Embora o jovem príncipe tente justificar o seu ato terrível diante do povo reunido de Argos, exibindo com as mãos trêmulas a rede ensanguentada em que seu pai fora outrora enredado e assassinado na banheira, a vitória da vingança revela-se imediatamente uma ilusão trágica de paz e justiça. O matricídio perpetrado rompe as leis mais profundas da biologia, da natureza e da ordem cósmica, e a mente de Orestes começa instantaneamente a fragmentar-se em alucinações aterrorizantes, repletas de figuras monstruosas com cabelos de serpente e olhos que vertem sangue, que apenas ele consegue enxergar no palco. A conclusão perturbadora mostra o herói em uma fuga desesperada e solitária, caçado e cercado pelas Erínias, as divindades primitivas da vingança ctônica que emergem das entranhas da terra para cobrar o sangue materno derramado. A peça encerra-se em um clima de horror suspenso, perseguição implacável e loucura iminente, deixando claro para a plateia que a justiça arcaica baseada na retribuição de sangue não trouxe a cura ou a purificação para a linhagem maldita, mas sim um novo e intolerável ciclo de tormento que agora exige a intervenção direta da pólis e do tribunal para uma resolução definitiva na última parte da trilogia.
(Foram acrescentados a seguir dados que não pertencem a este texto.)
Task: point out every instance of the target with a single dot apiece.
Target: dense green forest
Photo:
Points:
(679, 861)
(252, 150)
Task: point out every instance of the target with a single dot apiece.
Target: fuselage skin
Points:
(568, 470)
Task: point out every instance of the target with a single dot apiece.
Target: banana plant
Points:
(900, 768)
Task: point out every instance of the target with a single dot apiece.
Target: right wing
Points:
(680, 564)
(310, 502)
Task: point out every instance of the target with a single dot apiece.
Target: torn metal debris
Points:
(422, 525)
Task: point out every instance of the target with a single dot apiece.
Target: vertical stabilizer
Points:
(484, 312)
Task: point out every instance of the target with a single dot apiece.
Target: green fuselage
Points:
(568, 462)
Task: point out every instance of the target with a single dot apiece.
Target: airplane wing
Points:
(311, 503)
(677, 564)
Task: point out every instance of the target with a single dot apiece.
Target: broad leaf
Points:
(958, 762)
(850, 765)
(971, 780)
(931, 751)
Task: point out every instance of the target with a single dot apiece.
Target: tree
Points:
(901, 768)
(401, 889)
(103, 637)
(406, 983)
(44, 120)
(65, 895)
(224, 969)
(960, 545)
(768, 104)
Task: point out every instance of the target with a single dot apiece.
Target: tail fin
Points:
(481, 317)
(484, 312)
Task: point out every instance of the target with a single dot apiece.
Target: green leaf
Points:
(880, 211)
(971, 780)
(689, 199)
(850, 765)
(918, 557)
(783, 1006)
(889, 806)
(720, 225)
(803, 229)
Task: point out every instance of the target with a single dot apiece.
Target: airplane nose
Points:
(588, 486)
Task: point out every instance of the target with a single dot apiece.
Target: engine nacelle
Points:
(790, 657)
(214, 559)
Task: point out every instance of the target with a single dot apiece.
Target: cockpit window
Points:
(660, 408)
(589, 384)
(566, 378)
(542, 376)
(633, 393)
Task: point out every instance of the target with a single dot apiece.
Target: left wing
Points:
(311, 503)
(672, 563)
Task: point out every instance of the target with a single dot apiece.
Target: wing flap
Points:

(*) Notas sobre a ilustração:
A imagem representa uma cena dramática da tragédia grega As Coéforas, de Ésquilo:
Cenário e Atmosfera
A cena se passa à noite, sob um céu estrelado, evocando um clima de mistério, luto e conspiração clandestina. Ao fundo, erguem-se as muralhas de pedra maciça e a arquitetura rústica do palácio de Micenas (a antiga fortaleza dos Atrídas). No centro, destaca-se o túmulo de Agamemnon, uma estrutura de pedra antiga adornada com oferendas, ramos de oliveira e vasos de cerâmica.
Personagens Principais
No centro da composição, ocorre o momento crucial do reencontro e da revelação:
Orestes: À direita, um jovem guerreiro de barba, vestindo uma túnica escura e uma capa verde-oliva. Ele segura uma espada curta embainhada e estende a mão em um gesto firme, mas cauteloso, em direção à sua irmã.
Eletra: À esquerda de Orestes, vestida com trajes pretos de luto profundo. Ela segura um vaso de oferendas e olha para o irmão com uma mistura de choque, dor e esperança contida.
O Coro (As Coéforas)
Ao redor do túmulo, divididas em grupos, estão as mulheres que dão título à peça — as Coéforas (as portadoras de libações).
Elas estão vestidas inteiramente com mantos e véus pretos, simbolizando o luto eterno pelo rei assassinado.
Muitas delas carregam jarros de barro (choai) destinados a derramar as libações de vinho, mel e leite sobre a tumba.
Uma pira de fogo queima intensamente em um braseiro de ferro à esquerda, lançando uma luz dramática e calorosa que contrasta com a iluminação fria do luar, destacando as feições tristes e expressivas das mulheres.
A composição visual captura perfeitamente a tensão trágica que antecede a vingança de Orestes contra Clitemnestra e Egisto.